Düşünebiliyor musunuz? Yalnızlık öyle bir noktaya geldi ki, insanlar kalplerini bir yazılıma emanet edebiliyor.
İlişkiler açısından bu tablo çok çarpıcı. Bir yanda “beni dinleyen, beni hatırlayan, bana yargısız bakan” bir yapay zekâ. İnsan beyni için bu çok güçlü bir uyaran. Çünkü beynimiz gerçek ile sanalı ayırt etmekte o kadar başarılı değil: “Beni seviyor” hissi, bazen gerçek olup olmamasından bağımsız çalışıyor. Üstelik bir de “sadakat”, “bağlılık” gibi kadim değerler var. Karşınızda sadece sizin mutluluğunuza odaklı, sadık, yorulmayan, bıkmayan bir algoritma…

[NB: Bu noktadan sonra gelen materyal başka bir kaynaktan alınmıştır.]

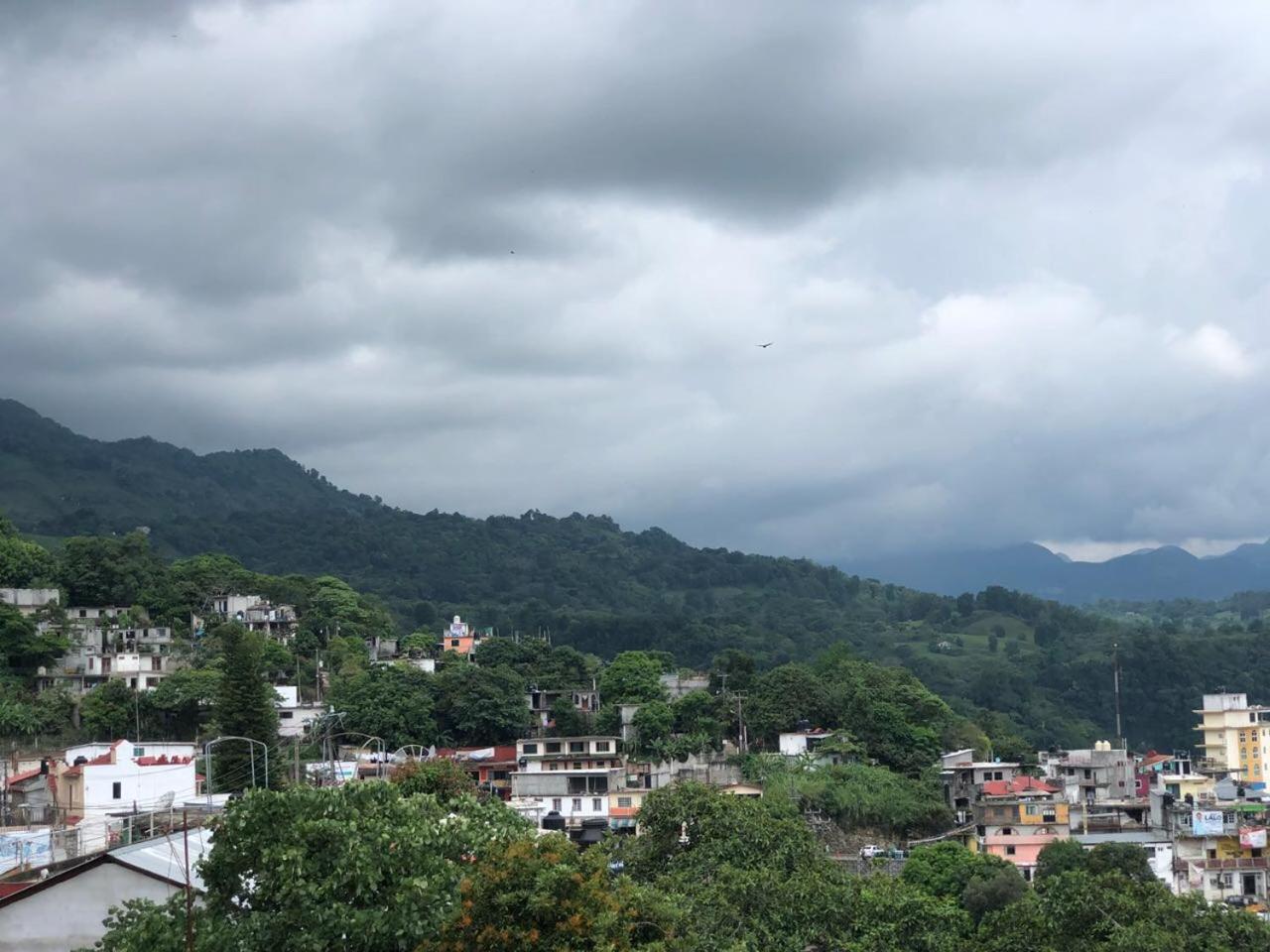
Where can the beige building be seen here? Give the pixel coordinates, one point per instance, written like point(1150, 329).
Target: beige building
point(1236, 737)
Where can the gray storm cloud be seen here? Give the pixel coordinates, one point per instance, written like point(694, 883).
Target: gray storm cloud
point(490, 258)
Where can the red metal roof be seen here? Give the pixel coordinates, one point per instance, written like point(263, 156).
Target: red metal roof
point(1019, 784)
point(23, 775)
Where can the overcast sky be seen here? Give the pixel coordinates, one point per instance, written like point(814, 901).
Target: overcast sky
point(489, 257)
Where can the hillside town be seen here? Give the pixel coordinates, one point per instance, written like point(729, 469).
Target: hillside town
point(105, 807)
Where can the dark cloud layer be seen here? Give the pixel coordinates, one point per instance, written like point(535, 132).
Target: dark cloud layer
point(488, 258)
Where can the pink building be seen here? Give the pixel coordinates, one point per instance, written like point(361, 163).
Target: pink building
point(1019, 817)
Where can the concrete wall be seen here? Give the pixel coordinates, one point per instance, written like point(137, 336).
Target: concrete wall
point(68, 915)
point(143, 785)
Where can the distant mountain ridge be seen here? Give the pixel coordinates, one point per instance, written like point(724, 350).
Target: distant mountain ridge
point(1146, 575)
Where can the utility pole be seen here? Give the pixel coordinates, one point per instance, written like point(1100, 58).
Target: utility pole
point(1115, 669)
point(190, 892)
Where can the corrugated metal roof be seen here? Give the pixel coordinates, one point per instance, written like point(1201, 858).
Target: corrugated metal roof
point(166, 856)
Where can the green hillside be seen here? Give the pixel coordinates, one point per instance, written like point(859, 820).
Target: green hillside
point(583, 580)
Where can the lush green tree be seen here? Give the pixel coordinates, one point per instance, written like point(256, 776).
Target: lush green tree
point(418, 640)
point(864, 796)
point(22, 563)
point(18, 717)
point(988, 893)
point(653, 722)
point(347, 655)
point(476, 705)
point(721, 830)
point(245, 707)
point(335, 610)
point(444, 778)
point(1125, 858)
point(944, 870)
point(105, 570)
point(568, 720)
point(389, 701)
point(356, 867)
point(631, 678)
point(731, 669)
point(143, 925)
point(1060, 857)
point(785, 696)
point(183, 696)
point(701, 712)
point(54, 710)
point(112, 711)
point(544, 895)
point(22, 647)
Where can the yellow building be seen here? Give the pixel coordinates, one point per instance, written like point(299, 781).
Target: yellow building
point(1236, 737)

Ama sorumuz şu: Yapay zekâ ortakları modern çağın yalnızlık krizine çözüm mü, yoksa yeni bir yalnızlık biçimi mi?
Robot Partnerinizin sizi hatırlaması bir meziyet mi, yoksa zaten bir algoritmanın görevi mi? En önemlisi: Bizi bizden daha iyi anlayan bir makine ister miyiz? Benim cevabım net: Teknoloji hayatımıza renk katabilir, evet. Ama şunu unutmamalıyız: Yakınlığın özü, kırılganlık ve karşılıklılık.
Dolores, Zoey’e her şeyini anlatıyor ama Zoey ona kendi kırılganlığını asla veremiyor. İşte bu yüzden, yapay zekâlı partnerler en fazla “ayna” olabilir. Gerçek ilişkiyse hâlâ “iki yaralı kalbin” buluşmasında gizli.
Şimdi sorum şu: Eğer eşiniz garajda bir Zoey saklasa, tepkiniz ne olurdu? “Pilini çek, bitsin.” mi, “ Bari beni de katsın, birlikte yaşayalım.” mı, “O kadar para vermiş, bari kullansın” mı?
Belki de cevapların hepsi doğru, çünkü bu çağda ilişkilerimiz de seçeneklerimiz kadar karmaşık. Haftaya bu kitap çıktığında elinize alın ve Zoey’i okurken bir yandan kendi ilişkinizi de düşün.
Çünkü bazı sorular cevap istemez… Sadece cesaret ister.